Does anyone know how to find a general solution (or a particular solution, if a general solution is not feasible) to the following differential equation?
$$y'=\frac{y^2}{x}-1$$
This isn't separable, and Laplace transforms don't work out nicely. I've also tried a whole bunch of substitutions, none of which have led to a more manageable differential equation. Any ideas?
On
You can try to solve a second order linear equation instead
Except that it has variable coefficient but maybe you can work it..
$$y'=\frac{y^2}{x}-1$$ Substitute $v=\frac yx$
The equation becomes $$v'=v^2-\frac 1x-\frac vx$$ Now substitute $v=-\frac {u'}u$ $$u''x+u'-u=0$$ Maybe you can try now the Lpalce transform or a serie solution ?
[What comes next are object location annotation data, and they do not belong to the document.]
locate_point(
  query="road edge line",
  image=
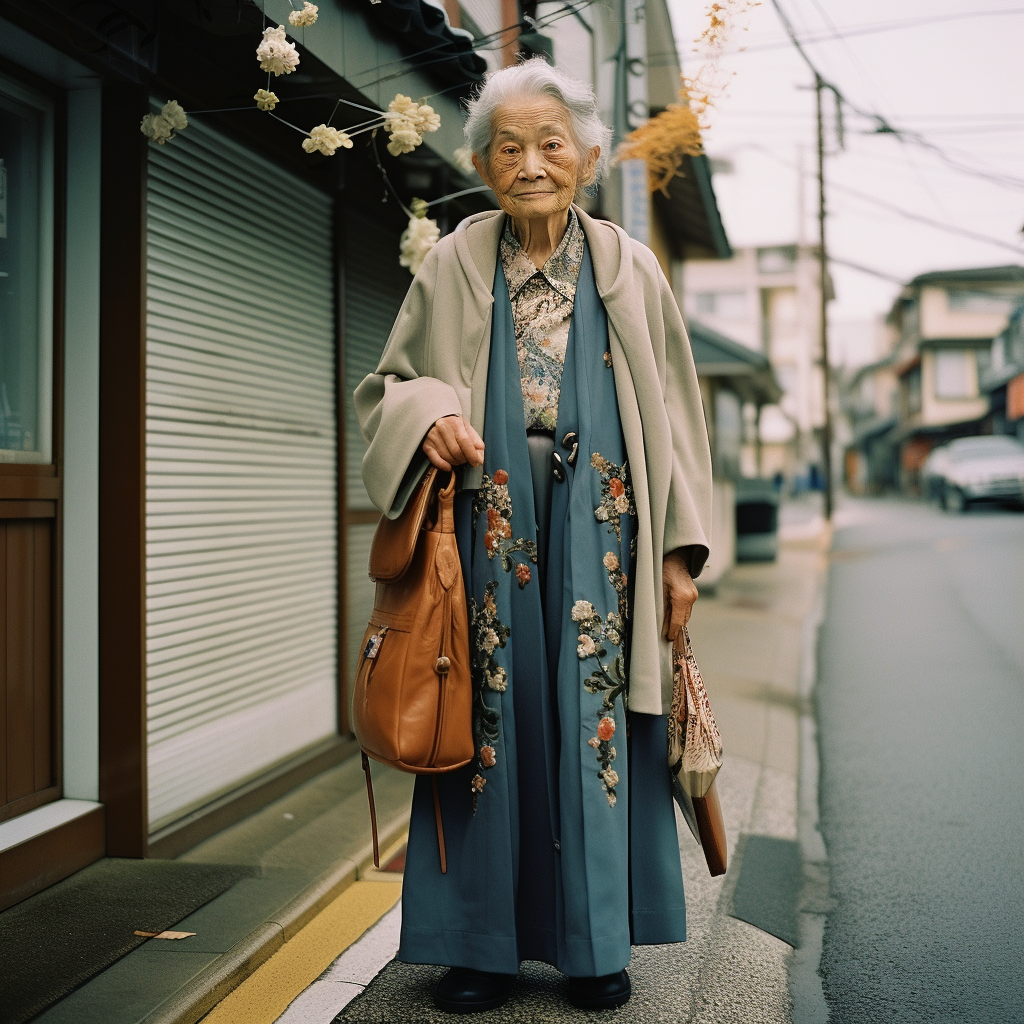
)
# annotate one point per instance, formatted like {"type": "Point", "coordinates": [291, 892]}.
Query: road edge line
{"type": "Point", "coordinates": [806, 988]}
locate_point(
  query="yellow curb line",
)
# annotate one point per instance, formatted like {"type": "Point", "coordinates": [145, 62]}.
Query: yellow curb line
{"type": "Point", "coordinates": [265, 994]}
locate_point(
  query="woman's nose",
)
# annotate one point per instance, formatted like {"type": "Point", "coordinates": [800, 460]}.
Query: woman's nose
{"type": "Point", "coordinates": [532, 166]}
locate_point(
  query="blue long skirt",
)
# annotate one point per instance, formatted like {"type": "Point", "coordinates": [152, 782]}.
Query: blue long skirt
{"type": "Point", "coordinates": [653, 877]}
{"type": "Point", "coordinates": [553, 854]}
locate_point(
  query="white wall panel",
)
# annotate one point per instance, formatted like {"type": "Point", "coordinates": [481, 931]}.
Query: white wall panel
{"type": "Point", "coordinates": [241, 470]}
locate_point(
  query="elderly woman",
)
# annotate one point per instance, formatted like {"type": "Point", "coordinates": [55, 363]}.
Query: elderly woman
{"type": "Point", "coordinates": [542, 353]}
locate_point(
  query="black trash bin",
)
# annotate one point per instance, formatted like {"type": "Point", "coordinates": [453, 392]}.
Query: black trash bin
{"type": "Point", "coordinates": [757, 520]}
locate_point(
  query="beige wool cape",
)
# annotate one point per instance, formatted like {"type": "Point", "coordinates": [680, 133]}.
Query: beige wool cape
{"type": "Point", "coordinates": [435, 365]}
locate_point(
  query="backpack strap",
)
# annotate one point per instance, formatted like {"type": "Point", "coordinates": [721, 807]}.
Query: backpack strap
{"type": "Point", "coordinates": [373, 816]}
{"type": "Point", "coordinates": [440, 826]}
{"type": "Point", "coordinates": [373, 810]}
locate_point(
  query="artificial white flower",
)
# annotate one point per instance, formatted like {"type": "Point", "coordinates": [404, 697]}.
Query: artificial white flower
{"type": "Point", "coordinates": [582, 610]}
{"type": "Point", "coordinates": [161, 127]}
{"type": "Point", "coordinates": [265, 99]}
{"type": "Point", "coordinates": [304, 17]}
{"type": "Point", "coordinates": [326, 139]}
{"type": "Point", "coordinates": [275, 53]}
{"type": "Point", "coordinates": [421, 236]}
{"type": "Point", "coordinates": [427, 119]}
{"type": "Point", "coordinates": [408, 121]}
{"type": "Point", "coordinates": [403, 140]}
{"type": "Point", "coordinates": [463, 159]}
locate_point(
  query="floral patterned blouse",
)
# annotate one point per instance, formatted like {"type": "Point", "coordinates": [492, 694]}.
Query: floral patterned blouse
{"type": "Point", "coordinates": [542, 309]}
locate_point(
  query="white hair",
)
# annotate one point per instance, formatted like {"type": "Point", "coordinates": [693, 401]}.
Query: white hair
{"type": "Point", "coordinates": [528, 80]}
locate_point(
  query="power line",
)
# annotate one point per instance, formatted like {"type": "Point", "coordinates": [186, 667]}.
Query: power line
{"type": "Point", "coordinates": [866, 269]}
{"type": "Point", "coordinates": [883, 125]}
{"type": "Point", "coordinates": [892, 208]}
{"type": "Point", "coordinates": [867, 30]}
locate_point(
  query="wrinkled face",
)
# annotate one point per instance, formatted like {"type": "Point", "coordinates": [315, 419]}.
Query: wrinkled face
{"type": "Point", "coordinates": [535, 165]}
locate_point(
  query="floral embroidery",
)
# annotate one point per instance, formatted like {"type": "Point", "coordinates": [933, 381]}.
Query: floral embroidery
{"type": "Point", "coordinates": [493, 499]}
{"type": "Point", "coordinates": [486, 634]}
{"type": "Point", "coordinates": [616, 493]}
{"type": "Point", "coordinates": [542, 309]}
{"type": "Point", "coordinates": [608, 679]}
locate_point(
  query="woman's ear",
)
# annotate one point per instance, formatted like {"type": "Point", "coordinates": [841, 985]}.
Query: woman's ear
{"type": "Point", "coordinates": [481, 169]}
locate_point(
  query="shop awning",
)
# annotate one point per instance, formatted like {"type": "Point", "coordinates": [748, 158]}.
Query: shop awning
{"type": "Point", "coordinates": [428, 41]}
{"type": "Point", "coordinates": [691, 215]}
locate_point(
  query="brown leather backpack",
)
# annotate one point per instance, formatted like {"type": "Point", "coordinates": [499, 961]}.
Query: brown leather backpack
{"type": "Point", "coordinates": [412, 706]}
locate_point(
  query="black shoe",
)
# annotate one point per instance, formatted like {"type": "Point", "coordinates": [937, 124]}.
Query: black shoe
{"type": "Point", "coordinates": [600, 993]}
{"type": "Point", "coordinates": [463, 990]}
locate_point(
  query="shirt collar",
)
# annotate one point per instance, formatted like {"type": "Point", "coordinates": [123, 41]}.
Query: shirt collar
{"type": "Point", "coordinates": [562, 268]}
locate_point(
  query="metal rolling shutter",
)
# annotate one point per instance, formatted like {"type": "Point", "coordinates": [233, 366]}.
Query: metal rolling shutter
{"type": "Point", "coordinates": [241, 470]}
{"type": "Point", "coordinates": [375, 288]}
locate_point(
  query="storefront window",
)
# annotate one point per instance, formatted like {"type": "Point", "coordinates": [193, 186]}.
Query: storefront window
{"type": "Point", "coordinates": [26, 273]}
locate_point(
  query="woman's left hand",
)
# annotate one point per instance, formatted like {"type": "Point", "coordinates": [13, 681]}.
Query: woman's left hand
{"type": "Point", "coordinates": [679, 592]}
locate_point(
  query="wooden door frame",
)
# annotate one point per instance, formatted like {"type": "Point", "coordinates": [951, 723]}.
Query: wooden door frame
{"type": "Point", "coordinates": [35, 489]}
{"type": "Point", "coordinates": [122, 469]}
{"type": "Point", "coordinates": [52, 855]}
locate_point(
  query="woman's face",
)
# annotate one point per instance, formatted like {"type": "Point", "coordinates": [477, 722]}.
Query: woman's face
{"type": "Point", "coordinates": [535, 165]}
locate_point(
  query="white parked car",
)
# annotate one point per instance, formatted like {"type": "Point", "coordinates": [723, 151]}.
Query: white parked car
{"type": "Point", "coordinates": [989, 468]}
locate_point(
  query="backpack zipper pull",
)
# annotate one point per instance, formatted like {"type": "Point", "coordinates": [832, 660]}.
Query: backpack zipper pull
{"type": "Point", "coordinates": [374, 643]}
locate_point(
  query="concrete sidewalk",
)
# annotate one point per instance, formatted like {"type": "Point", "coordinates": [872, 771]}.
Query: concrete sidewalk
{"type": "Point", "coordinates": [754, 639]}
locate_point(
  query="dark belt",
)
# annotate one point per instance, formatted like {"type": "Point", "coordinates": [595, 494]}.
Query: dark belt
{"type": "Point", "coordinates": [570, 443]}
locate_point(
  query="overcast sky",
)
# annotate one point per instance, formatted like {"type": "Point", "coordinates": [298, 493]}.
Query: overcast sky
{"type": "Point", "coordinates": [957, 82]}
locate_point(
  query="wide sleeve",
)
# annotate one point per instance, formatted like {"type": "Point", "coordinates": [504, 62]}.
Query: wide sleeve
{"type": "Point", "coordinates": [687, 521]}
{"type": "Point", "coordinates": [398, 403]}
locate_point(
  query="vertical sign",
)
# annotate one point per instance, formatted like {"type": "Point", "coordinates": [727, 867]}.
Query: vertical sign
{"type": "Point", "coordinates": [636, 200]}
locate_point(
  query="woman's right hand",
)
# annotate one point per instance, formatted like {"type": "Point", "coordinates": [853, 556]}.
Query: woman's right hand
{"type": "Point", "coordinates": [453, 441]}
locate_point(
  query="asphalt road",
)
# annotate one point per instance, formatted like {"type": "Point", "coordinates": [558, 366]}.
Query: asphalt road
{"type": "Point", "coordinates": [921, 705]}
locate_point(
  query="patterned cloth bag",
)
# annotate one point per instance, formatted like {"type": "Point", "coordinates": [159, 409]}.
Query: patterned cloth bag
{"type": "Point", "coordinates": [694, 742]}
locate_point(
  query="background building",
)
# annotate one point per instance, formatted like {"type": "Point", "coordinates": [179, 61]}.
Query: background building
{"type": "Point", "coordinates": [768, 299]}
{"type": "Point", "coordinates": [943, 326]}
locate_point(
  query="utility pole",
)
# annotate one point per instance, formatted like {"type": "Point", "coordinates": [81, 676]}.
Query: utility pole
{"type": "Point", "coordinates": [819, 87]}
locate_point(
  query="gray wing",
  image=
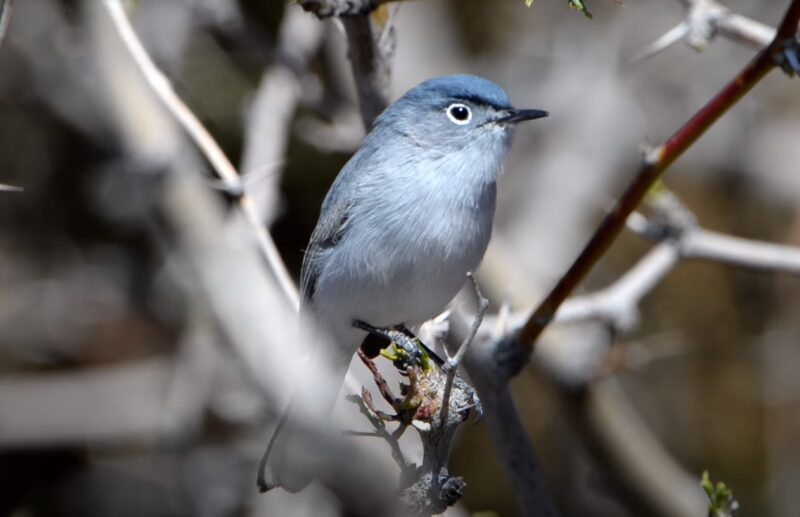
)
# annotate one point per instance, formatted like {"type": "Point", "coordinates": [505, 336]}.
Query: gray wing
{"type": "Point", "coordinates": [336, 210]}
{"type": "Point", "coordinates": [331, 226]}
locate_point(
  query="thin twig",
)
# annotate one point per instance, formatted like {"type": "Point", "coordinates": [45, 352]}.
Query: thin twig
{"type": "Point", "coordinates": [328, 8]}
{"type": "Point", "coordinates": [5, 17]}
{"type": "Point", "coordinates": [654, 164]}
{"type": "Point", "coordinates": [453, 361]}
{"type": "Point", "coordinates": [204, 141]}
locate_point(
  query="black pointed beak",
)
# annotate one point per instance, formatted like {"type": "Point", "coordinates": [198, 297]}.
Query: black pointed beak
{"type": "Point", "coordinates": [514, 116]}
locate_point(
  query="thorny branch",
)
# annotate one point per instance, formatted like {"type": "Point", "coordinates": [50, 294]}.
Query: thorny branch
{"type": "Point", "coordinates": [655, 162]}
{"type": "Point", "coordinates": [160, 85]}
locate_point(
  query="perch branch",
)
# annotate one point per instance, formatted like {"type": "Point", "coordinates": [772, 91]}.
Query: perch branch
{"type": "Point", "coordinates": [655, 162]}
{"type": "Point", "coordinates": [162, 88]}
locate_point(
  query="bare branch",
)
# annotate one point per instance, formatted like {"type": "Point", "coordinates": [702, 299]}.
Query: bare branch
{"type": "Point", "coordinates": [371, 51]}
{"type": "Point", "coordinates": [455, 360]}
{"type": "Point", "coordinates": [509, 436]}
{"type": "Point", "coordinates": [655, 163]}
{"type": "Point", "coordinates": [273, 107]}
{"type": "Point", "coordinates": [707, 245]}
{"type": "Point", "coordinates": [705, 19]}
{"type": "Point", "coordinates": [204, 141]}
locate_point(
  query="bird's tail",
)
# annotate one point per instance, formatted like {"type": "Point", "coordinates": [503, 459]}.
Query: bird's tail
{"type": "Point", "coordinates": [290, 458]}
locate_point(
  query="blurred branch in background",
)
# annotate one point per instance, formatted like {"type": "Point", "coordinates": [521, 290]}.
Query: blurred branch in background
{"type": "Point", "coordinates": [273, 108]}
{"type": "Point", "coordinates": [655, 162]}
{"type": "Point", "coordinates": [705, 20]}
{"type": "Point", "coordinates": [371, 47]}
{"type": "Point", "coordinates": [216, 157]}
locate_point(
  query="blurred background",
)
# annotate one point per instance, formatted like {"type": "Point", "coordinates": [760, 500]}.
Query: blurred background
{"type": "Point", "coordinates": [118, 395]}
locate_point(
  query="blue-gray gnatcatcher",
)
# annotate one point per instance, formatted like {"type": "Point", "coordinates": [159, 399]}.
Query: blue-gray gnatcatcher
{"type": "Point", "coordinates": [405, 220]}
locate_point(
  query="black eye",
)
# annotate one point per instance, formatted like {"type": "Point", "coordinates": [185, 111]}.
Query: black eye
{"type": "Point", "coordinates": [459, 114]}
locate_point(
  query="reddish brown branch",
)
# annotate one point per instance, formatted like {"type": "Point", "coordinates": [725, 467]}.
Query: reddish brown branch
{"type": "Point", "coordinates": [654, 164]}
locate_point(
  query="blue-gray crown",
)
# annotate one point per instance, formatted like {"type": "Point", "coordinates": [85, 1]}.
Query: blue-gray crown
{"type": "Point", "coordinates": [464, 87]}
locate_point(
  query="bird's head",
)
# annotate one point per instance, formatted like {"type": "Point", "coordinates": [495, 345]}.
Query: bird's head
{"type": "Point", "coordinates": [453, 112]}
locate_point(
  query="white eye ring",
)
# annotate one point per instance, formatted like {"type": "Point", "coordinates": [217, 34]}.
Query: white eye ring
{"type": "Point", "coordinates": [459, 114]}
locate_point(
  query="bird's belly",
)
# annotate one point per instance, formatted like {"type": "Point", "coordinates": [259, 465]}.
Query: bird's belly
{"type": "Point", "coordinates": [398, 287]}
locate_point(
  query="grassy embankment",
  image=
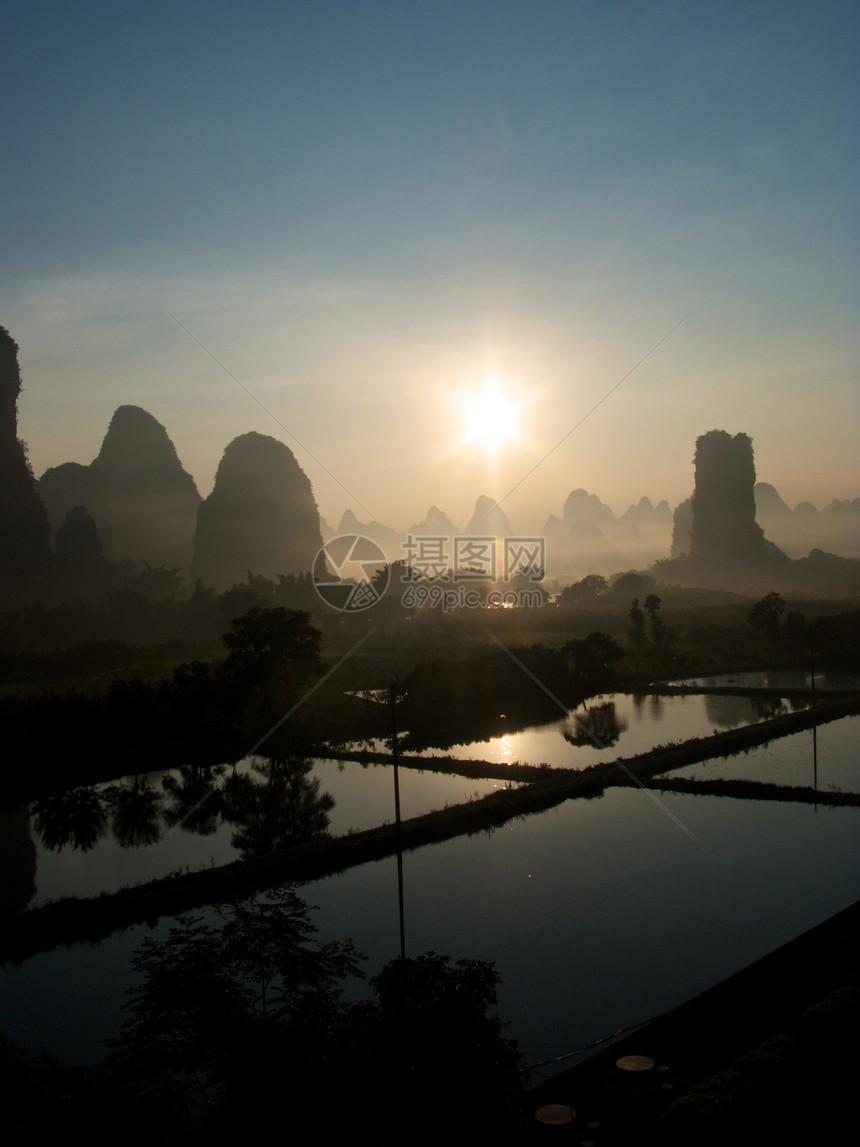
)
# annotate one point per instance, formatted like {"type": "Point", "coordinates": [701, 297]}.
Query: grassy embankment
{"type": "Point", "coordinates": [73, 919]}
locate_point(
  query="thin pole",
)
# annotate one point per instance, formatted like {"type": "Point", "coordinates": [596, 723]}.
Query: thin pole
{"type": "Point", "coordinates": [397, 821]}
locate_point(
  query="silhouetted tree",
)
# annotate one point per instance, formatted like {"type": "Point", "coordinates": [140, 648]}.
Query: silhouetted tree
{"type": "Point", "coordinates": [638, 638]}
{"type": "Point", "coordinates": [765, 616]}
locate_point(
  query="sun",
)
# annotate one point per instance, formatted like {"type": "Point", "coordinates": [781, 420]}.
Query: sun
{"type": "Point", "coordinates": [491, 418]}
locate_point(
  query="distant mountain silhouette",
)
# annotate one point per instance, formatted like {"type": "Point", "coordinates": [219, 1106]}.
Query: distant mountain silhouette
{"type": "Point", "coordinates": [70, 484]}
{"type": "Point", "coordinates": [589, 539]}
{"type": "Point", "coordinates": [725, 544]}
{"type": "Point", "coordinates": [260, 516]}
{"type": "Point", "coordinates": [436, 524]}
{"type": "Point", "coordinates": [385, 538]}
{"type": "Point", "coordinates": [835, 529]}
{"type": "Point", "coordinates": [153, 501]}
{"type": "Point", "coordinates": [143, 502]}
{"type": "Point", "coordinates": [487, 520]}
{"type": "Point", "coordinates": [25, 551]}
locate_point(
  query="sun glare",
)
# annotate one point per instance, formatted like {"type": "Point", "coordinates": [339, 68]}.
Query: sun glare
{"type": "Point", "coordinates": [491, 418]}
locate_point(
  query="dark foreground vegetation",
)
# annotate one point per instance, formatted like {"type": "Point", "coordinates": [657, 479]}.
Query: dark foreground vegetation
{"type": "Point", "coordinates": [240, 1015]}
{"type": "Point", "coordinates": [240, 1023]}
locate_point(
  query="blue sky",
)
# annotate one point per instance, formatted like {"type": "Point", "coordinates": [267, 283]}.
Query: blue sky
{"type": "Point", "coordinates": [365, 209]}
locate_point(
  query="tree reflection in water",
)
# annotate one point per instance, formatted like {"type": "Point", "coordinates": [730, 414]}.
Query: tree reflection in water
{"type": "Point", "coordinates": [77, 818]}
{"type": "Point", "coordinates": [597, 725]}
{"type": "Point", "coordinates": [137, 813]}
{"type": "Point", "coordinates": [275, 804]}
It's not entirely clear to me why this works, or if there's any possible way of generalising it, but if you put (bear with me) $$ y= -x\frac{u'}{u}, $$ you find that the equation becomes $$ \frac{u-u'-xu''}{u} = 0, $$ which is a nice ordinary second-order ODE, related to Bessel's equation. It has solutions $$ u = A I_0(2\sqrt{x})+ BK_0(2\sqrt{x}), $$ from which it is easy to get $y$ when you know that $I_0'(z) = I_1(z) $, $ K_0'(z) = -K_1(z) $.